Ai’ los veo llegar siempre con sus zapatos rotos o mugrosos porque el asunto está jodido, pero como sea, llegan. Tarde pero llegan. Y ahí estoy esperándolos y viendo que no se vayan para otro lado. Lo hago porque me nace.
En este pueblo se las dan de muy cabrones. Que aquí hacen su ley, que aquí son los dueños y son la autoridad. Dicen eso. Pero la verdad son montoneros, y hocicones. Se sienten pan de huevo. Nada más.

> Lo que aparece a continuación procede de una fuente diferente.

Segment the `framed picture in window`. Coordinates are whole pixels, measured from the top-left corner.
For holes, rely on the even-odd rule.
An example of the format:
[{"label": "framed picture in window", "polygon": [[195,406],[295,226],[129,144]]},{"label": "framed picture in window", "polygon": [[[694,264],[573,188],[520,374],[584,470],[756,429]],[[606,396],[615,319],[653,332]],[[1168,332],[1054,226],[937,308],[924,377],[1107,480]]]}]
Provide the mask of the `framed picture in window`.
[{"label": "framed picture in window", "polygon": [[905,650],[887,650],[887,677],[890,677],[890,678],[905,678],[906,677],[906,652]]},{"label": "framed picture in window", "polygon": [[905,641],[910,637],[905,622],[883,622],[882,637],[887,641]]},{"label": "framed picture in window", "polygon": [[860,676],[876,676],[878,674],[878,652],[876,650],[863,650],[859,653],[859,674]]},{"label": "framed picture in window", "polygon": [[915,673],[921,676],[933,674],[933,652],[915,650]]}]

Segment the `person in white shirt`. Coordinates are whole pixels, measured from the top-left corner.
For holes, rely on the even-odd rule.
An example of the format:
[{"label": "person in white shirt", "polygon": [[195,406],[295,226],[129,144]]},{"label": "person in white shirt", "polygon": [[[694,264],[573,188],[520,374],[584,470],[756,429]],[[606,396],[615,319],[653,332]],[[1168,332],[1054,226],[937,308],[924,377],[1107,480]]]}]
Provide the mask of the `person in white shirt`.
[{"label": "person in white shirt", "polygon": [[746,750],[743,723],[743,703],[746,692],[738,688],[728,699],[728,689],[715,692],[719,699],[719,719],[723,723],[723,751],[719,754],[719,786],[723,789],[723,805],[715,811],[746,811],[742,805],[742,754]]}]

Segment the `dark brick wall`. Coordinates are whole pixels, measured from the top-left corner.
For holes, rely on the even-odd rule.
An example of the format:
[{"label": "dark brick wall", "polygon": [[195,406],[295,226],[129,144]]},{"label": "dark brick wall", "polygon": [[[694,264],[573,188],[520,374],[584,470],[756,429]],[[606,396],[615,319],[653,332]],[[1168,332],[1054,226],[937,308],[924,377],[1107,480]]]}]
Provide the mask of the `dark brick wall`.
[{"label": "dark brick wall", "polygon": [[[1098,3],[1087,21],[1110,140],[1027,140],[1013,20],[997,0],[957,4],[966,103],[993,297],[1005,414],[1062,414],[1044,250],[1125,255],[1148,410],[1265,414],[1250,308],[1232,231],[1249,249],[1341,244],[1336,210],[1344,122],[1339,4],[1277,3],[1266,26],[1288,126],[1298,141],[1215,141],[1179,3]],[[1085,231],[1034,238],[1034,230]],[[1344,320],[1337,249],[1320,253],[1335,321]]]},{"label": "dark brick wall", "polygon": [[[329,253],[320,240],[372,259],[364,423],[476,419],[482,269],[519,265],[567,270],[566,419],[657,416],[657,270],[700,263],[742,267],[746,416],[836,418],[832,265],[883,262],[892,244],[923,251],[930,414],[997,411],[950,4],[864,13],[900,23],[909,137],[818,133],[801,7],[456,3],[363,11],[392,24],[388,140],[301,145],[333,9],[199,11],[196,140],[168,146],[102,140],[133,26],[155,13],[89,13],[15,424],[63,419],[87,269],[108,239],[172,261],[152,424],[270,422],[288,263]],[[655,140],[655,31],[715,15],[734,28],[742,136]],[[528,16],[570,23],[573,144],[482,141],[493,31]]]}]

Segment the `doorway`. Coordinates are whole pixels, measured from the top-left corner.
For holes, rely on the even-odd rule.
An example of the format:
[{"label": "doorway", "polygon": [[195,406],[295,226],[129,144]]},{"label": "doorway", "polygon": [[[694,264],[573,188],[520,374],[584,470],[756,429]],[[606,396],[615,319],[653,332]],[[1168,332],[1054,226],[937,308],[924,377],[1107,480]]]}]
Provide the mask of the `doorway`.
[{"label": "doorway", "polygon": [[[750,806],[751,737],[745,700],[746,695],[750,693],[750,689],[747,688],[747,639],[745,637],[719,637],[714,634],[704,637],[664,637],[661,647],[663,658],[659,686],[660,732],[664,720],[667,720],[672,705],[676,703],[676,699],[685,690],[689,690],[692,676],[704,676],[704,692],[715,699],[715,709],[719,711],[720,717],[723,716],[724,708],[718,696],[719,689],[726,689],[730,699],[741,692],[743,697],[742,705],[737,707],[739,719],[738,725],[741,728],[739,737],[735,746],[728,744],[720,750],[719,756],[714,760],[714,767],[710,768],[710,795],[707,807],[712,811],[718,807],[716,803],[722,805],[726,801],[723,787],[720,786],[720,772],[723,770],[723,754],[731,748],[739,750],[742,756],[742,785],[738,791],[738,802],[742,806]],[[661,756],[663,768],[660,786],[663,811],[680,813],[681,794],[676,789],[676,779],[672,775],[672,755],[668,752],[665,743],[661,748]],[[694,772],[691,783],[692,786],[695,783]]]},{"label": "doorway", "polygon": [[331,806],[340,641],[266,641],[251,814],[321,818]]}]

Siempre ven a los demás como perdonándonos, como diciendo que nos dan chance de venir a chambear a su pueblo chilapastroso, que nos hacen el favor de dejarnos ganar el pan. Sienten que ellos son la leña que no hace humo. Ya lo dije, son hocicones. Y chismosos.
Estaba, ya lo referí, bajo el puente. Y de pronto, de sur a norte llega un doble tracción del ejército y se frena de golpe abajo del puente, merito frente a mí. A unos pasitos estaban varios de los que se las dan de que tragan lumbre y escupen flamas, y al ver el carro amarrarse y encima a los infantes (con cara de no nos andamos con pendejadas y al primero que se pase de taparrosca lo atascamos) bien, pero bien armados, y atrás que llega otro vehículo igual, a todos los presentes se nos enfrió el caldo. Y es que imponen esos cabrones. Nada más de verlos como que avientan autoridad.
Yo sólo me reía en mis adentros al ver a los chingones mugrosos de aquí, los tragaflamas, hacerse chiquitos. Como que una culpa se les empezaba a encajar en el rostro, como que pensaban que por alguna esotérica razón venían por ellos. Quizá por madreamujeres que se dejan, por briagos, por machos, por ojetes.
Los soldados se quedaron unos instantes parados ahí en la vía. El silencio pesaba que lo podías cortar como a una rebanada de pastel de seis leches. Yo nada más veía cómo abrían sus ojotes los lugareños, bien fruncidos. Putitos.
Lo que hubiera dado por gritarles “¡¿qué, no que muy gandallas, que son los padres de todos, que aquí cualquiera de fuera se las Pérez Prado con todo y orquesta y bailarinas?!”
Todavía los verdes se les clavaron como radiografiándolos, y al parecer, al no encontrarles nada más en la mirada –porque los guachos son cabrones sicólogos, hermeneutas del alma, exégetas de los gestos- que el reflejo oscuro de sus mezquinas existencias, se metieron los carros a la calle de junto, la muy larga y serpenteante, la que entronca y pasa bajo la autopista perdiéndose bien allá en los más macizo del verde monte, y se disipó la tensión.
Como que volvieron a respirar.
Momentos después llegó el microbús rechinante con los alumnos de costumbre, les tiré el mismo rollo de que se apuraran y de que nada de desviarse o que se les perdía la brújula, y me fui atrás de ellos, no sin antes ver a los machos, a los chingones, quietecitos todavía, cómo les iba volviendo el color a sus cenizas jetas.